(Bloomberg) -- After 16 years and billions of dollars in investments, General Motors Co. faces a decision in South Korea: stay or leave.
GM international chief Barry Engle plans to meet South Korean officials this week in a last-ditch effort to salvage a deal for the local unit. Hit by union tensions, shifting customer tastes and mounting losses, GM Korea has an April 20 deadline to submit a turnaround proposal to the government. The unit is seeking concessions from unions as a condition to its plan -- and has threatened to file for bankruptcy if it doesn’t get what it wants.
Chief Executive Officer Mary Barra had no qualms about leaving Europe, India and Russia and has said South Korea gets no special treatment as the carmaker sharpens its focus on profitability. An exit would mean GM ceding one of its major production bases, leaving the company increasingly relying on China for the future of its Asian business.
“Something can’t be a nice-to-do or a good-thing-to-do, but it really has to generate a return,” Barra told investors at a Bank of America Merrill Lynch event in New York on March 28. “Most of you are aware of the significant actions that we’ve taken to exit or restructure lower-return parts of our business over the last number years, and we’re currently very involved in this in South Korea.”
A departure would end GM’s effort to build South Korea into one of its manufacturing powerhouses, a project that began with the purchase of Daewoo Motor Co. assets for $1.2 billion in 2002. After thriving initially -- the unit exported to about 150 countries by 2012 -- it has been hurt in recent years as stiff competition forced GM to withdraw from several major European and Asian markets.

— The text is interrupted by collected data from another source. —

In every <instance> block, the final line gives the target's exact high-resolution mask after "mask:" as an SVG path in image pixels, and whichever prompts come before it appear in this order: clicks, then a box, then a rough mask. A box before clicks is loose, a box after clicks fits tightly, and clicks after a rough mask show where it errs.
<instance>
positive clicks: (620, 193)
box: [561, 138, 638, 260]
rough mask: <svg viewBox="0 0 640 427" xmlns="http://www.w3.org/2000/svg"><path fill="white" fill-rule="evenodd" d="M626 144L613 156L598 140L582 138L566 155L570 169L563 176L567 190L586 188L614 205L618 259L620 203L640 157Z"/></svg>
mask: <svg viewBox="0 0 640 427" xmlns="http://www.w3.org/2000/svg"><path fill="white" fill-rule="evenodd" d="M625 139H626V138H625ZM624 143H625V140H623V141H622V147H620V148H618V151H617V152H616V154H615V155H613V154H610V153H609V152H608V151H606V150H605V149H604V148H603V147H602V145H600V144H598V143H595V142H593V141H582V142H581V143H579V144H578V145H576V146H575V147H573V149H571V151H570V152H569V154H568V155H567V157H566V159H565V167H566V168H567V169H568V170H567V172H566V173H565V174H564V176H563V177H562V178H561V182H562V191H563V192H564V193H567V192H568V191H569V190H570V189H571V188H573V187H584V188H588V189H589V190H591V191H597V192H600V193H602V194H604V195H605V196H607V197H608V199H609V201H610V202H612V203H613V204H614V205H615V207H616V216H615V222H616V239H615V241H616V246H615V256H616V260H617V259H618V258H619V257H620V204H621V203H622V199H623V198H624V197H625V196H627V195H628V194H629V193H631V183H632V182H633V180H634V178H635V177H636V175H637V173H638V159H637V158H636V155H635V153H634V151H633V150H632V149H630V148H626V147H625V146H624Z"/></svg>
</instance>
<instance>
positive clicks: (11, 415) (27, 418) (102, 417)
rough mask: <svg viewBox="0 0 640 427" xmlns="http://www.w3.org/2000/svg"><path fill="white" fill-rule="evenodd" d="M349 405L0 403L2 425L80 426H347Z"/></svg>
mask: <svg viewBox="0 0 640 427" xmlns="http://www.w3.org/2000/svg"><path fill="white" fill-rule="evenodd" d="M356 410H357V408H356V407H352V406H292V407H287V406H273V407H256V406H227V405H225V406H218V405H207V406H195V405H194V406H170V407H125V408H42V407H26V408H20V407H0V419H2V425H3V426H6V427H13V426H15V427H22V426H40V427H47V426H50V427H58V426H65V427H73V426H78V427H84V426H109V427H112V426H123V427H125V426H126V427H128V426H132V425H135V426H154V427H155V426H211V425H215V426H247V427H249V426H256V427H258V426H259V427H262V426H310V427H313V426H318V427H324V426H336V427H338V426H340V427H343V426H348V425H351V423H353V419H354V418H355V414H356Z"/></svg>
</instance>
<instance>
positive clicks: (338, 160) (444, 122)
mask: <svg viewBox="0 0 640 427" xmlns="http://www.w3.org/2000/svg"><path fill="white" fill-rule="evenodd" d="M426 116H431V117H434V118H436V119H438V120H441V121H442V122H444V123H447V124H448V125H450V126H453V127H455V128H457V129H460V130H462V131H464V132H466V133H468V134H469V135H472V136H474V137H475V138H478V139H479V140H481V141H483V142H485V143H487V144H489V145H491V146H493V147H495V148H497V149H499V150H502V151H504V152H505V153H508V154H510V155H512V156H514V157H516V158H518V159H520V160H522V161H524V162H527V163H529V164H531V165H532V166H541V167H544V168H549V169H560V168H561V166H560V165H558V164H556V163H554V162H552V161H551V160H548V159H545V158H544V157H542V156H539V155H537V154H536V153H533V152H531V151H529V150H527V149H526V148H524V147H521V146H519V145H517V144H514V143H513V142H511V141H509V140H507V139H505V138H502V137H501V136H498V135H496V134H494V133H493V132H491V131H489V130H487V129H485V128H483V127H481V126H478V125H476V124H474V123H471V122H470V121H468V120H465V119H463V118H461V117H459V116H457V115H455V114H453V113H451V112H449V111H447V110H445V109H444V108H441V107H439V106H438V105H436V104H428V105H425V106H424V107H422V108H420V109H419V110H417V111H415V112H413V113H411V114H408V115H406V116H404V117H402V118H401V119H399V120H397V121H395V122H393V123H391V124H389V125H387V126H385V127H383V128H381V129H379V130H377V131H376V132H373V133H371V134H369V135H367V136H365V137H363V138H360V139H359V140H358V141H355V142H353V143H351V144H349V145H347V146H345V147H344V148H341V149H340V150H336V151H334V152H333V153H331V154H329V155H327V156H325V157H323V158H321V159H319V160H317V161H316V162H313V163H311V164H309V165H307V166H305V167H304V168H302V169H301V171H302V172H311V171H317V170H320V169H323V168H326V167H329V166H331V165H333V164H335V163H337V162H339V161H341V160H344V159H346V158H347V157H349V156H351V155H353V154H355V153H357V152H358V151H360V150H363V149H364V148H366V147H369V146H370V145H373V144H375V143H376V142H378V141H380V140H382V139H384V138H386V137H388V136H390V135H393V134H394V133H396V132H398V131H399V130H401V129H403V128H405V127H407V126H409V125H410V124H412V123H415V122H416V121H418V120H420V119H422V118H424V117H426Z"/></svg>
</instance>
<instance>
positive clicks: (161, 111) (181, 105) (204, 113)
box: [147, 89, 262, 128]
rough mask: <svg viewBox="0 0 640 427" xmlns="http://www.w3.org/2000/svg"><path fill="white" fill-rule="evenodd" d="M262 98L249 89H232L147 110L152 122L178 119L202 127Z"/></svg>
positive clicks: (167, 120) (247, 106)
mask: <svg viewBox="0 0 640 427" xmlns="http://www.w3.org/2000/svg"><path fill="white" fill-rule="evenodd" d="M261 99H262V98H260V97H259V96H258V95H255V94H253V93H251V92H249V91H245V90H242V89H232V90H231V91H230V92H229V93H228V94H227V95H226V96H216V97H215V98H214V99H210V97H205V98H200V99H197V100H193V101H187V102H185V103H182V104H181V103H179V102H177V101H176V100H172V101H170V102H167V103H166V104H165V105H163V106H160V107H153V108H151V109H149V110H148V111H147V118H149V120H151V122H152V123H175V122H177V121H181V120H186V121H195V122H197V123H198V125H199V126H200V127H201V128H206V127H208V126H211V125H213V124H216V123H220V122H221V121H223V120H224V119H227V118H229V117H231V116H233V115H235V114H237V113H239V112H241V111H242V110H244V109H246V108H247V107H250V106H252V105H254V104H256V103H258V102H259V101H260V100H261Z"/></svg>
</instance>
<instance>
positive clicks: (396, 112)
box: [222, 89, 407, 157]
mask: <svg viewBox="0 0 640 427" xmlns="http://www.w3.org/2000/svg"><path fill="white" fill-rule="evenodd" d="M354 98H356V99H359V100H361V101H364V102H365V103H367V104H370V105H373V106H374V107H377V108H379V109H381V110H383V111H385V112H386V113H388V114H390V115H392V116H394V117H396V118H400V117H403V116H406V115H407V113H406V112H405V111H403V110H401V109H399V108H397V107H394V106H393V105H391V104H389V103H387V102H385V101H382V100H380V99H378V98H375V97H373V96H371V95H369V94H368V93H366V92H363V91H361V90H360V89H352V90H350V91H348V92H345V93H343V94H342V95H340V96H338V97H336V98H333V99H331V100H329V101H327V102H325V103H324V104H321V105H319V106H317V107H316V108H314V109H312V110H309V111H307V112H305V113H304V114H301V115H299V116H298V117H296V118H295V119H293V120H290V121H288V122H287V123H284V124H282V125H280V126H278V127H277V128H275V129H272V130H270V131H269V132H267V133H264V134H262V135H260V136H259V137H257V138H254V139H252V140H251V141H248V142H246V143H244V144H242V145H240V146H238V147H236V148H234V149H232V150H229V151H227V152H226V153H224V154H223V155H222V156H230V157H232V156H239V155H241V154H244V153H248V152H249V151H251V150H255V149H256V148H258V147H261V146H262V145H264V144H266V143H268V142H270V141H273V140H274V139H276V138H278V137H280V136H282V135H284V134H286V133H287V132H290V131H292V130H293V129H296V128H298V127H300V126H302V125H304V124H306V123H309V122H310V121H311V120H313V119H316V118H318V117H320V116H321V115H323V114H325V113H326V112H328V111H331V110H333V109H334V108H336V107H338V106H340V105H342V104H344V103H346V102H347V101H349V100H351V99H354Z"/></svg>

In particular, the division was hit by the Detroit-based automaker’s decisions in 2013 to halt sales of its Chevrolet brand in Europe; to pull back in Russia in 2015; and, last year to stop selling in India. GM built cars in South Korea for the European markets and also produced parts to be sent to emerging countries for assembly, known as completely knocked down kits. Local South Korean sales have also waned amid tough local competition.
The setbacks made GM’s South Korean operations so unprofitable that even its proposed $2.8 billion in new investment and $2.7 billion debt-for-equity swap could prove insufficient to ensure the unit’s revival, said Lee Hang-koo, a senior research fellow at state-run Korea Institute for Industrial Economics & Trade, who has met with GM executives.
“GM Korea has lost its role as an export base and its local sales have collapsed,” said Lee. “GM has said that it would be inevitable for them to follow suit of the Australia case if the cost at the Korea business keeps rising.”
In South Korea, the country’s strong labor unions have presented an impediment. Even as orders plunged, contracts with the labor organizations led to rising wages, keeping costs high. The unit accumulated losses of 1.95 trillion won ($1.8 billion) in the three years through 2016, according to regulatory filings.
In return for its proposed investments, GM Korea is demanding that unions agree to its cost-reduction plan, and it’s also asking the government to grant its facilities a status that would bring tax benefits.The state-funded Korea Development Bank, which holds a minority stake in GM Korea, has said it may inject fresh funds into the business after assessing its prospects.
“There has to be determination by the two sides so that we can relieve the impact on our stakeholders including customers, suppliers and dealers,” said Park Haeho, a spokesman for GM. “We are committed to carrying out the turnaround plan.”